[Bioperl-l] writing PDB format from BioPerl

Kris Boulez Kris.Boulez@algonomics.com
Fri, 11 Jan 2002 11:07:23 +0100


Quoting Ed Green (ed@compbio.berkeley.edu):
> 
> What I have in mind is a method (perhaps called getSecStr) for Structure 
> objects which will take 'DSSP' or 'STRIDE' as a parameter.  The indicated 
> executable will be invoked with proper pdb input.  The results will be 
> parsed.  These results, rather than being encapsulated in an object as 
> they are now, will just add information to the existing Structure object 
> at the level of Residue.  This would require additional Residue fields for 
> secondary structure, exposed surface area, and any other information you 
> want to hang on to from DSSP/STRIDE.  I guess what I'm describing is 
> letting go of STRIDE and DSSP as separate objects and just folding their 
> functionality into Structure objects.
> 
This was also my idea.

> The only problem with this design is that often I'm not interested in any 
> structural feature except secondary structure information.  In this case 
> the only purpose of having a Structure object would be to call the 
> getSecStr method on it.  That's fine, except that creating a Structure 
> object parses the pdb file, then getSecStr communicates with STRIDE/DSSP 
> through a pdb which it writes back out.  Then, the only purposes of 
> parsing the pdb file is to write the pdb file back out.  I understand that 
> this very thing happens with Seq objects, but parsing and writing sequence 
> files doesn't involve nearly as much overhead as parsing and writing 
> structure files.  
> 
Do I see it correct when I say these are the steps you want to take

a) run STRIDE/DSSP on pdb_file.

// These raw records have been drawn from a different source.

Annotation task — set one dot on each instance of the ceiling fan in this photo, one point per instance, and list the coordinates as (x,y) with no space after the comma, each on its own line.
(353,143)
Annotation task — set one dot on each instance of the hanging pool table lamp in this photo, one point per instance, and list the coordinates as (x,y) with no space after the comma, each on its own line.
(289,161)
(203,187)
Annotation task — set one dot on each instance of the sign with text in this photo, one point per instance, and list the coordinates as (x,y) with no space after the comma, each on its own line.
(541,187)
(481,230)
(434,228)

Produces output file (stride.out)

b) read in pdb_file and stride.out, giving you Structure object with
   additional residue fields

c) do something on Structure object

I think there is a seperate design pattern for running an external
application in BioPerl (look under Bio::Tools::Run). This would do a)

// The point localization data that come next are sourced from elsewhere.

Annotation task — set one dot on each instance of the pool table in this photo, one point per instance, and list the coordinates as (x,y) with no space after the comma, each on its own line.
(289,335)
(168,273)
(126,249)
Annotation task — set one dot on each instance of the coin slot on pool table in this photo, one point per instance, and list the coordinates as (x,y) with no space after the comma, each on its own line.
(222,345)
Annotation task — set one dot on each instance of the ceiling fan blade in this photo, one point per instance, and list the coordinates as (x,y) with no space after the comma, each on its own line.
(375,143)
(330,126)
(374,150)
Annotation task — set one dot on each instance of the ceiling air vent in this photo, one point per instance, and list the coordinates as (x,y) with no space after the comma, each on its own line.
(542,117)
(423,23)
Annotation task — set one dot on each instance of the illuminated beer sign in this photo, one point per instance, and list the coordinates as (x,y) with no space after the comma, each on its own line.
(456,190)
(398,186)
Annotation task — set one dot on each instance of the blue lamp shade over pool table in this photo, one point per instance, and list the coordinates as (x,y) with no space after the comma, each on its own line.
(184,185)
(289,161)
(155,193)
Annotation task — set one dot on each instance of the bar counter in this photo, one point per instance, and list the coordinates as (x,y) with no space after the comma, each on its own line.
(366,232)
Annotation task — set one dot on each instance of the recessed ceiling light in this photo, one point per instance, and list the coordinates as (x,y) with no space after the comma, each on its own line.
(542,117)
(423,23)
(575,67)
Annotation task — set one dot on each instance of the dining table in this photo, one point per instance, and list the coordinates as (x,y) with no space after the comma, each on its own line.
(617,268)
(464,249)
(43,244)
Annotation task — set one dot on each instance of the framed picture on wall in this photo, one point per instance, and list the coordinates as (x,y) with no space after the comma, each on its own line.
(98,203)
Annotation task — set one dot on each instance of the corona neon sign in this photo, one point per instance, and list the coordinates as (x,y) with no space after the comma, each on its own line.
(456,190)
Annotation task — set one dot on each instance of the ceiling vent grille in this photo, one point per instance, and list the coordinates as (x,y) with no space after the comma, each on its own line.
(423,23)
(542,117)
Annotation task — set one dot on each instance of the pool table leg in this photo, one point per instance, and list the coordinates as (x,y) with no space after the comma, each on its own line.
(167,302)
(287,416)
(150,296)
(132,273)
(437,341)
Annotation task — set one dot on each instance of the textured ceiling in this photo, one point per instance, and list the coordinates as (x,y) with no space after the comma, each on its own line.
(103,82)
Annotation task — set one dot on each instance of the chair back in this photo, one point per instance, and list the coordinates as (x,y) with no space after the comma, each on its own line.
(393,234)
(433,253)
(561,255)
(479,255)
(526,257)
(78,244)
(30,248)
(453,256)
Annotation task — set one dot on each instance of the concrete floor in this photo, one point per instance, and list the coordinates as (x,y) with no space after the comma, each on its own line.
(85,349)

Adding the STRIDE output to the Structure object (step b) can then be
done from a new Bio::Structure::IO::stride object (or from SearchIO ?).

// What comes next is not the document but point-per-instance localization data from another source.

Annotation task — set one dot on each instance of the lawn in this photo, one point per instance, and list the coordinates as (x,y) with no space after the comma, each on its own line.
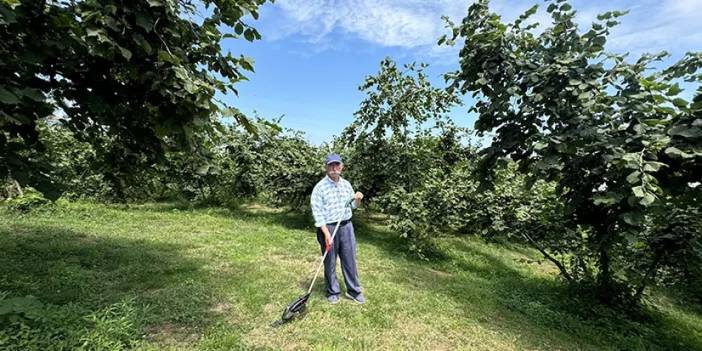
(167,276)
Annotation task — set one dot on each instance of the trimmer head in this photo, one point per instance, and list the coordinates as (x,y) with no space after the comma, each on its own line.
(295,308)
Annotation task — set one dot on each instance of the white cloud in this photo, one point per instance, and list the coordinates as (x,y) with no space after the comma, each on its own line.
(415,25)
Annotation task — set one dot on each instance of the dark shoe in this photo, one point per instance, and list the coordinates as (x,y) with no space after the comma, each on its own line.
(358,298)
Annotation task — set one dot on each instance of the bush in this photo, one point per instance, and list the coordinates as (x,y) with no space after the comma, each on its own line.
(29,324)
(29,200)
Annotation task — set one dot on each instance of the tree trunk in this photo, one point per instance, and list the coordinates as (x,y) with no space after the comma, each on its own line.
(650,275)
(18,187)
(558,264)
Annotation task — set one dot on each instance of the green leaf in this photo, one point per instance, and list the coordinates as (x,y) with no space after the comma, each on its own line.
(633,218)
(247,63)
(155,3)
(633,177)
(125,53)
(8,97)
(604,200)
(673,151)
(653,166)
(680,102)
(202,170)
(648,199)
(638,191)
(685,131)
(249,35)
(674,90)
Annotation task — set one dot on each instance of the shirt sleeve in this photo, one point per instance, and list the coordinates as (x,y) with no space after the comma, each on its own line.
(317,208)
(353,203)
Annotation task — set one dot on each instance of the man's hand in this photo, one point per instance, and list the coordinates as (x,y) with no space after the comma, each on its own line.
(357,198)
(327,240)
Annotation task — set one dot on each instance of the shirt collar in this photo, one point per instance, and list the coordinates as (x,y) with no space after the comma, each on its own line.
(332,181)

> It would be faster (and less  error prone) if there could be a switch 
> when invoking new Structures, which just associates a pdb file with the 
> object and delays the parsing until some method is invoked which requires 
> parsing or until the user requests the full structure object.  Then 
> getSecStr or any other future method which does an analysis on a structure and 
> requires a pdb file as input could just be passed the pdb file directly.
> 

The BioPerl IO system is stream based and it all or nothing. Whence you
call next_structure() it has to go to the end.
I do agree that parsing every header line can get slow and looking at a
method for specifying which lines to parse and which not might be
something to look into.

Kris,